A complaint seeking class action status was entered Oct. 14 in Massachusetts Superior Court in Boston, seeking an injunction to block Covidien’s $12-a-share cash bid for the Norwood, Mass.-based brain monitoring equipment maker. The suit alleges Aspect executives and board members, including company founder and CEO Nassib Chamoun, led a flawed sale process and accepted too low a price.
Also named as defendants are Mansfield, Mass.-based Covidien, formerly Tyco Healthcare, and its American subsidiary, U.S. Surgical Corp.
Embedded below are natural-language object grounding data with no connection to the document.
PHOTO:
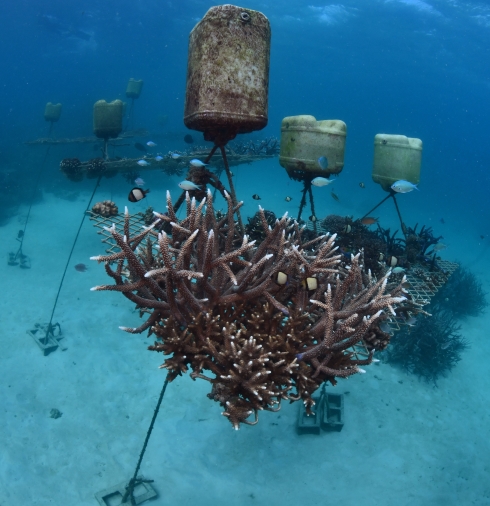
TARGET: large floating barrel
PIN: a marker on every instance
(108, 118)
(133, 90)
(52, 112)
(396, 157)
(304, 140)
(228, 73)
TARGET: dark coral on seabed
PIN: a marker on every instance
(474, 301)
(261, 322)
(430, 348)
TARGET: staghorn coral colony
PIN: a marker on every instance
(262, 322)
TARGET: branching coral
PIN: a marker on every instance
(261, 322)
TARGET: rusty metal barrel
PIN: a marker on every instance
(228, 73)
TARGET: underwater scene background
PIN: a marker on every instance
(414, 426)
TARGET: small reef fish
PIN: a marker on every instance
(188, 185)
(369, 220)
(403, 186)
(140, 147)
(411, 321)
(398, 270)
(385, 327)
(323, 162)
(439, 246)
(321, 181)
(136, 194)
(197, 163)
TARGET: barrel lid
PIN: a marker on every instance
(308, 123)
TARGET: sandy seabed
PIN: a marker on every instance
(404, 441)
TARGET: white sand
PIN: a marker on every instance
(404, 442)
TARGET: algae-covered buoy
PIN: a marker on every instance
(311, 148)
(108, 118)
(396, 157)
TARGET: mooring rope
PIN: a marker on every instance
(134, 481)
(48, 329)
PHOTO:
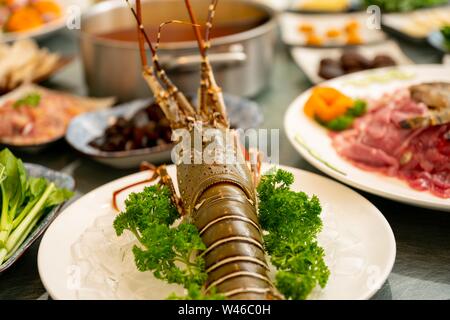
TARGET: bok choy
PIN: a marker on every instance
(24, 201)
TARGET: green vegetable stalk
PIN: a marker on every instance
(24, 201)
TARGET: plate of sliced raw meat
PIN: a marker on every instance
(399, 148)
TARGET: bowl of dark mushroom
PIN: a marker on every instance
(129, 134)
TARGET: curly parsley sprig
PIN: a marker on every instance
(167, 250)
(292, 221)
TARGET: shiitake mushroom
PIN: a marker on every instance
(352, 61)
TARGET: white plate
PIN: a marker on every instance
(419, 23)
(312, 141)
(358, 241)
(67, 6)
(308, 59)
(322, 22)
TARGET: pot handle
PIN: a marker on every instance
(193, 61)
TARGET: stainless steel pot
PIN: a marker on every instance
(242, 62)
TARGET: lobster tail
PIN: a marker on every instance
(220, 200)
(234, 258)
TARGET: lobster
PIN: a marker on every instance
(218, 198)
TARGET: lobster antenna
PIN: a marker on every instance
(172, 90)
(203, 71)
(209, 23)
(215, 92)
(162, 25)
(141, 38)
(208, 85)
A similar suit was filed Oct. 13 in Delaware Chancery Court. Both cases were disclosed in securities documents filed Monday by the companies and follows an effort announced last week by a New York-based law firm to round up Aspect shareholders for a class-action lawsuit.
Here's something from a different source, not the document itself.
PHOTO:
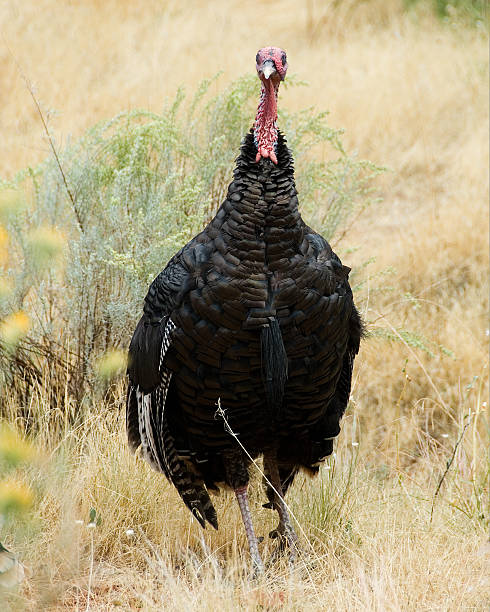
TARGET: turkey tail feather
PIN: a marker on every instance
(274, 365)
According to recent securities filings by Aspect, the firms began discussing a possible merger in January, following a breakfast meeting between Chamoun and Rich Meelia, Covidien’s president and CEO. Meelia was an Aspect director from April 2001 until September 2005, when he resigned because of a potential conflict of interest.
Officials at the two companies talked about a potential deal for several months, with Meelia phoning Chamoun June 25 with an offer of between $7.50 and $8 a share. The two next met July 17, with Chamoun telling Meelia his board members believed Covidien was undervaluing Aspect and suggested the firm increase its bid.
Discussions continued over the next two weeks; Meelia called Aspect chairman John O’Connor Aug. 4 with the $12-per-share offer. According to Aspect officials, the board still considered the bid too low but agreed to let Covidien continue its due diligence ahead of a possible deal. Aspect made a $13 counter-offer Sept. 14, but Covidien did not bite.
A definitive merger agreement was inked Sept. 27. In setting its price, Covidien said the $210 million deal marked a 104 percent premium above Aspect’s enterprise value, adjusted for its cash and investments, and a 92 percent premium over the volume-weighted average of its stock price during the previous 30 days.
Officials with both companies said they’re fighting the suits.